My second attempt to watch the Almodovar film was no more successful as I lined up for another screening in one of the smaller cinemas. The press-badge colour-scheme controversy played into this one; journalists are ranked by their importance, as judged by the Cannes press office, into yellows, blues, pinks and whites – how frustrating it is as a blue, watching the pinks march straight in, filling up the seats, while you’ve been waiting there for an hour. Still, at least today there was another film about to start in a bigger screen somewhere. I had no idea what it was about, who it was by or even what language it would be in. All I knew was that it was called The Climb and it was screening in the Un Certain Regard section. But having twice failed to see the film I’d been hoping to see, I wasn’t going back to the apartment with my tail between my legs – I was going to hold my head up high and see something.

Mounting the steps of the Debussy Theatre, head slung low, I became even more disheartened when the Cannes food police struck and stole the Coke I’d been planning to drink on my walk back to the apartment. Determined not to let it go to waste, I stood at the top of the steps, drinking as much as I could before slipping through the metal detectors. And once inside, I had my bag taken off me and sent to the cloak-room – another bain of my life, when I’m hoping for a quick getaway after a film. And why do they need to steal your drink from if they’re going to make you check your bag in, anyway?

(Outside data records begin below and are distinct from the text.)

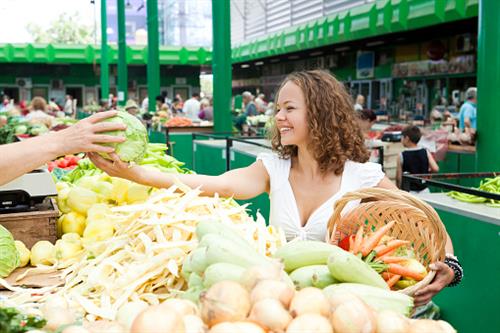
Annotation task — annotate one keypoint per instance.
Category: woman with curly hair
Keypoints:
(319, 155)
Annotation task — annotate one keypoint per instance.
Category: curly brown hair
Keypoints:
(334, 133)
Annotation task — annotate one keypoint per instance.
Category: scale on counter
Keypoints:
(23, 193)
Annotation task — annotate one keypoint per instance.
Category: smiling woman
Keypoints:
(317, 99)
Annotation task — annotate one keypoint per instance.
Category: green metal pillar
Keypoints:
(104, 53)
(153, 54)
(122, 54)
(221, 65)
(488, 81)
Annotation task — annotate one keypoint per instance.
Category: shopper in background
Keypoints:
(38, 112)
(260, 103)
(366, 119)
(192, 107)
(206, 110)
(249, 104)
(360, 103)
(68, 106)
(414, 159)
(160, 101)
(132, 108)
(21, 157)
(145, 104)
(166, 100)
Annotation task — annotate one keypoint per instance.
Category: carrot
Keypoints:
(403, 271)
(391, 245)
(358, 240)
(375, 238)
(351, 243)
(391, 259)
(392, 281)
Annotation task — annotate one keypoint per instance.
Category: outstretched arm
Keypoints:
(19, 158)
(243, 183)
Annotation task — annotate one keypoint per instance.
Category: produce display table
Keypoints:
(179, 141)
(475, 230)
(210, 158)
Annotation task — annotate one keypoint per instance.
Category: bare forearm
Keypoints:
(208, 184)
(19, 158)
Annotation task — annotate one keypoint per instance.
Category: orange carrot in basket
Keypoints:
(392, 280)
(403, 271)
(351, 243)
(391, 259)
(358, 240)
(372, 241)
(391, 245)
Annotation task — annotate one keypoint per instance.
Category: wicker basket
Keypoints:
(416, 222)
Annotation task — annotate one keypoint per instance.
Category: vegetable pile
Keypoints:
(491, 185)
(143, 258)
(393, 258)
(179, 122)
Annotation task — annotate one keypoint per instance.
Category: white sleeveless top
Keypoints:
(284, 212)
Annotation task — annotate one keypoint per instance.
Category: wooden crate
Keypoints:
(30, 227)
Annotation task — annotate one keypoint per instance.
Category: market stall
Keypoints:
(474, 228)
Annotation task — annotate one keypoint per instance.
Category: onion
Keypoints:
(224, 301)
(104, 326)
(336, 297)
(310, 322)
(236, 327)
(391, 322)
(428, 325)
(75, 329)
(157, 319)
(129, 311)
(309, 300)
(270, 314)
(58, 317)
(272, 289)
(255, 274)
(354, 317)
(182, 306)
(193, 324)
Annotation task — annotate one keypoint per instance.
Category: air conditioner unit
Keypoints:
(23, 82)
(56, 84)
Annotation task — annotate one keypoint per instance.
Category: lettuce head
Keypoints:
(134, 148)
(9, 256)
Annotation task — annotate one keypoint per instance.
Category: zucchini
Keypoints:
(376, 298)
(312, 276)
(346, 267)
(221, 249)
(298, 254)
(207, 227)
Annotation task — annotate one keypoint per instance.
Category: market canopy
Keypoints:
(87, 54)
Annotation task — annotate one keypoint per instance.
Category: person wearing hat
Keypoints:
(467, 118)
(132, 107)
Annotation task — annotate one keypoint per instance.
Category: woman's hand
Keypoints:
(116, 167)
(85, 135)
(444, 276)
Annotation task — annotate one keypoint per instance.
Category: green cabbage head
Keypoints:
(134, 149)
(9, 256)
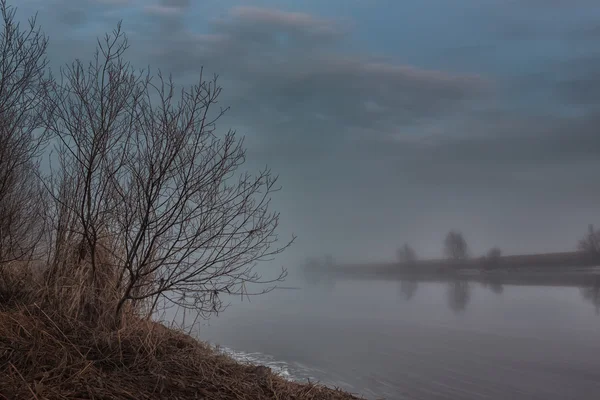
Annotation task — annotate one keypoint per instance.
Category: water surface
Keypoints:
(409, 340)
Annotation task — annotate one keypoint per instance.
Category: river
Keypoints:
(409, 340)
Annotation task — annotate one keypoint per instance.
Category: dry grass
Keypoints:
(46, 354)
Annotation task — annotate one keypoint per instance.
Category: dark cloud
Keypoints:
(289, 69)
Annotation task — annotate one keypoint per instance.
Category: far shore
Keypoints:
(556, 269)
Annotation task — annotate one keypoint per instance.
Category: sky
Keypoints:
(387, 121)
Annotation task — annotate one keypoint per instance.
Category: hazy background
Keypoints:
(388, 121)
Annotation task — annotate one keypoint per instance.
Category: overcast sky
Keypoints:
(387, 120)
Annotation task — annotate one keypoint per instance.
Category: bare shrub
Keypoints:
(455, 246)
(23, 87)
(149, 193)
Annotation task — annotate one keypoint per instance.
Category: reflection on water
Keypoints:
(408, 289)
(494, 284)
(453, 340)
(459, 295)
(591, 293)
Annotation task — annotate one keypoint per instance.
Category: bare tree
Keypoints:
(149, 191)
(24, 83)
(590, 243)
(493, 257)
(407, 255)
(455, 246)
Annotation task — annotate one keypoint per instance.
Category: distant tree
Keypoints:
(455, 246)
(406, 254)
(590, 243)
(493, 257)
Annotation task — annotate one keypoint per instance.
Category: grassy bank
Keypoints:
(46, 355)
(564, 269)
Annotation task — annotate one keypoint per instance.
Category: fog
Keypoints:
(394, 122)
(418, 340)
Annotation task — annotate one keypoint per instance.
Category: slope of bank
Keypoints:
(45, 355)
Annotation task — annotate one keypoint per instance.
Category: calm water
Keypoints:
(403, 340)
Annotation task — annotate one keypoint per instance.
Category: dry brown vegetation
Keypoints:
(46, 355)
(145, 205)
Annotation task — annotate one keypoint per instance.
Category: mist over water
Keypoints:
(422, 340)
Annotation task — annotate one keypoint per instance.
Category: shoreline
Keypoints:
(550, 269)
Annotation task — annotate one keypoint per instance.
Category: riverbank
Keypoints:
(46, 355)
(560, 269)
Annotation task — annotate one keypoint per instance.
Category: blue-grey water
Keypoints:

Michael Angelo Covino said that under the American system, his debut film The Climb should never have been made.

But despite the failure to see the film I wanted and some frustrating interactions with the festival’s authoritarian jobsworths, after Rocketman, this turned out to be the second most entertaining film of the day – and for me, of the festival so far. Michael Angelo Covino’s anarchic tragi-comedy about friendship constantly throws you off-guard. Covino himself plays the central character with so much charm, that even when he’s stealing his best friend’s fiance, you still seem to be rooting for him. It’s anarchic but oddly heart-warming, when somehow, it simply shouldn’t be. Ahead of the screening, he told the audience it was “beyond a dream” to have his film playing at Cannes. Thanking his producers for helping him bring his vision to the big screen,  he noted that “In the American system, this film shouldn’t have been made.” But audiences in Cannes and beyond will be glad that it was.